– Une solution conventionnelle. – La deuxième solution est de considérer que l'usufruit se reporte sur le prix de vente. La subrogation réelle de plein droit emportant ce report de plano n'a jamais été reconnue ni par la jurisprudence, ni par la loi. Elle est donc nécessairement conventionnelle. Dérogatoire au principe de l'article 621 du Code civil, elle ne saurait être imposée ni par l'usufruitier ni par le nu-propriétaire lors de la vente, à moins qu'elle ait été prévue par le disposant dans l'acte constitutif de démembrement. Ainsi, pour obliger le nu-propriétaire à une telle solution, faute d'accord, il est indispensable que l'institution contractuelle ou le testament prévoie cette faculté au choix de l'usufruitier.

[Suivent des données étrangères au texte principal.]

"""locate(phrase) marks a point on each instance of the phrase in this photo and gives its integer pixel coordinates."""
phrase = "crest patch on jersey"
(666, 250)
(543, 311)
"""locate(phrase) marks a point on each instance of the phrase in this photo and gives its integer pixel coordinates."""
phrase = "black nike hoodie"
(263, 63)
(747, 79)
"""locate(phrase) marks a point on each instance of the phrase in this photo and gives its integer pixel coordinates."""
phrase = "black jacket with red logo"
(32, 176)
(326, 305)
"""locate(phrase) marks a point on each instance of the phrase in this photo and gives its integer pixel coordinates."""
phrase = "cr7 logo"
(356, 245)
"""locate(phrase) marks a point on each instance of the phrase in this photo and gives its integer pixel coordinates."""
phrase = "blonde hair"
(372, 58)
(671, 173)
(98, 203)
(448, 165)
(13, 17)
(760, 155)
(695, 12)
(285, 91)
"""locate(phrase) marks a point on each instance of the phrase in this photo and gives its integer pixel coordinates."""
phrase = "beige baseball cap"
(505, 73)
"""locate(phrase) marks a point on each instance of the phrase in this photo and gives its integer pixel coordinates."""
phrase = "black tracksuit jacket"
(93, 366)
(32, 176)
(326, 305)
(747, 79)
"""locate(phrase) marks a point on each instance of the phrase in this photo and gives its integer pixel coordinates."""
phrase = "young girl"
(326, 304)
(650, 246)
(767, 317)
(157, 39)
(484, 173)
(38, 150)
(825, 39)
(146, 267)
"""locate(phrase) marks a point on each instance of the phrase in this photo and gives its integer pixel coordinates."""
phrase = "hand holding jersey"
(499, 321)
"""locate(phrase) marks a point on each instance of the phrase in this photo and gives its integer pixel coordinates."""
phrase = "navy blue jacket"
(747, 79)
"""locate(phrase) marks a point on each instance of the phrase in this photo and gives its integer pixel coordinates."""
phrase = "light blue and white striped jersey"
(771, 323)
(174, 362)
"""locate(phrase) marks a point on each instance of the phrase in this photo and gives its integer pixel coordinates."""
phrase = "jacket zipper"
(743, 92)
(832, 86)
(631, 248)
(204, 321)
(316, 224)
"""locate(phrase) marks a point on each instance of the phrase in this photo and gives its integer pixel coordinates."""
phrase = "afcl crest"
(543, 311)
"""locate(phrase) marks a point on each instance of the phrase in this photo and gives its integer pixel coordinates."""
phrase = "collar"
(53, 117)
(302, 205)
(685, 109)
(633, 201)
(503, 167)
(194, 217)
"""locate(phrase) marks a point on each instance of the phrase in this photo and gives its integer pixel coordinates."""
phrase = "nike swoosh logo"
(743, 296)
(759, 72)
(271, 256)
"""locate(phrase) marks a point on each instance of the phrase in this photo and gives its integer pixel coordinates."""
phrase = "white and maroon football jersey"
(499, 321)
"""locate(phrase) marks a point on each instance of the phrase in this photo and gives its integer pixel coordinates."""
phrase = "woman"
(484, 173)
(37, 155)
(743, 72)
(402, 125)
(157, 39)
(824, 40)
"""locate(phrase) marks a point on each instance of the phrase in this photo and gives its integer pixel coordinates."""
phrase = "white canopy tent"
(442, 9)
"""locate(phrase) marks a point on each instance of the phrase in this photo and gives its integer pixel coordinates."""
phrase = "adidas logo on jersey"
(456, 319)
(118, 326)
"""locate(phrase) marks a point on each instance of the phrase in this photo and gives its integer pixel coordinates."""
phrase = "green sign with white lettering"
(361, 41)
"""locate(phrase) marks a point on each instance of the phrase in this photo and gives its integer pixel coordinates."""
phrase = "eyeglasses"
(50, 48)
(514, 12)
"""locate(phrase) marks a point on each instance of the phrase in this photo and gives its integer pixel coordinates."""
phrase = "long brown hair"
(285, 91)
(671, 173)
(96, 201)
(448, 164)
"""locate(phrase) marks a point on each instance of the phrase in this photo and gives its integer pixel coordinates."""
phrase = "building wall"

La naissance d'un quasi-usufruit
La naissance d'un quasi-usufruit
Rapport du 121e Congrès des notaires de France - Dernière date de mise à jour le 31 janvier 2025
– Une solution qui n'est pas exempte de risques. – Sur le plan civil, naît alors un quasi-usufruit conventionnel sur le prix de vente avec pour corollaire la fragilisation des droits du nu-propriétaire dont la vocation devient de plus en plus virtuelle. L'usufruitier conserve ainsi tout le prix de vente comme un propriétaire, s'obligeant à restituer l'équivalent à son décès. Il faut bien le reconnaître, le nu-propriétaire devenu simple créancier s'expose au risque de perdre tout ou partie de ses droits si les biens ont été entièrement consommés au décès. Une convention de quasi-usufruit conformément à l'article 587 du Code civil sera utilement établie, pour garantir son droit à restitution. Mais il faut admettre que les outils dont nous disposons sont, somme toute, assez illusoires (obligation de faire emploi, de fournir caution et de faire inventaire), et ce, même en l'absence de dilapidation intentionnelle de l'usufruitier. L'hypothèse du logement vendu pour couvrir le financement d'une résidence médicalisée ou d'un EHPAD, parfois sur des dizaines d'années, est à cet égard particulièrement emblématique de l'inadaptabilité du quasi-usufruit face au vieillissement de la population. Le droit à restitution du nu-propriétaire au décès pourra s'exercer sur ce qui restera du prix de vente ou, si celui-ci a été intégralement consommé, sur les autres biens du patrimoine du défunt. Mais, quoi qu'il en soit, s'il n'y a plus de biens la restitution est perdue. Il existe donc un risque pour le nu-propriétaire d'accorder ou de subir un quasi-usufruit sur le prix de vente, risque sur lequel le notaire devra attirer l'attention des parties.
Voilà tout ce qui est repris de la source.